酱汁虽贵,但乡下家里种了扁豆的人家,一年到头也会吃几次,他不一样,小时候就算叶金蓉做了这道菜,从来轮不上他吃,只能端着碗在旁边喝稀汤寡水的米汤,一边喝一边馋。
有时候裴胜还会故意端起菜碗在他脸前面晃悠,离得很近,酱汁香味很浓,扁豆闷熟的味道也很香。
知道裴胜不会给他吃,只是作践取笑他,他就算再馋,看几眼喝完自己的米汤就走开。
每次这样,裴胜没找到乐子,就会向叶金蓉告状,说他吃饭还甩脸子,不知道给谁看,后面叶金蓉的谩骂声便会响起。
吃完所有东西坐在原地歇一下,裴厌摞起碗筷起身,回忆在进灶房看见烧火的顾兰时后打断,过去种种如一场梦,眼前人带来真切感,让他坚实踩在地面上。
顾兰时坐在灶前添一把柴火,看见他进来说道:“就放那里,等会儿我洗。”
一个人住惯了,突然不用做饭洗碗,裴厌有点不适应,可看着顾兰时干活利索的模样,他心中稍定,这回没有犟,将碗放在案台上。
吃完应该出去收拾竹子,砍下来后他没剁掉竹叶竹枝,一起拖了回来,这些枝叶晒干后能当柴火烧,要是有好点的长竹枝,还能扎成大扫帚。
心里知道要干活,可脚下像是定住了,裴厌站在案台前犹豫着,没有出去。
火光映在脸上,顾兰时觉得有点热,上午洗狗的时候出了汗,脏水溅了些在身上头上,衣裳还好,换洗方便,洗头发也不麻烦,想起没在家里看见浴桶,他转头问道:“你是怎么沐浴的,我没找着大木桶。”
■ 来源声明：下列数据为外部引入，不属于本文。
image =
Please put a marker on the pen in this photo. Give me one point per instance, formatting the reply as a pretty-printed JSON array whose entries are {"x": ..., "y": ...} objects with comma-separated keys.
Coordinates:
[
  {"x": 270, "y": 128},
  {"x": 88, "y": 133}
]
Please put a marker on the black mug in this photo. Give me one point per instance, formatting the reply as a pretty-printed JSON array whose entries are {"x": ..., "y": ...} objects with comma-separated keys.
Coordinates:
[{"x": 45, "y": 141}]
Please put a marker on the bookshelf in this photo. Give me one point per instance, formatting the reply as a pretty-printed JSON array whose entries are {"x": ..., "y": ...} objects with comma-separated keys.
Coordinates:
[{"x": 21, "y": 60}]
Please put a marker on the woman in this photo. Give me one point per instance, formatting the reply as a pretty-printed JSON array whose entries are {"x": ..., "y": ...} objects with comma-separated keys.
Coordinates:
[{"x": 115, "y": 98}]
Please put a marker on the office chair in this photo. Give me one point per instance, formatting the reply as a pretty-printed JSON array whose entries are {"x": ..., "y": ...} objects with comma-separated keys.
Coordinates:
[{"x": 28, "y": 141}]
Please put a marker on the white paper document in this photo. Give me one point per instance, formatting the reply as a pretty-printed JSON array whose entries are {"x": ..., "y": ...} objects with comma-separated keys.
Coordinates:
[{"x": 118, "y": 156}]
裴厌没找到留在这里的理由,抬脚正要出去,闻言在原地站定,薄唇微抿了抿,说:“没有那个,之前我烧了水在院里擦洗。”
顾兰时一下子顿住,汉子常有不讲究的,可他一个双儿,怎好在外头洗澡,再说了,院里还有狗呢。
同样想到了这个,裴厌低声解释道:“我洗的时候,会撵狗出去关好门。”
“好。”顾兰时点点头,没有浴桶的人家多了,将就着擦擦也行,如今天热,站外面不怕冷。
顾家应该是有浴桶的,不然顾兰时不会这么问,裴厌拧起的眉头舒展开,说:“明天我去找木匠,做一个就能用。”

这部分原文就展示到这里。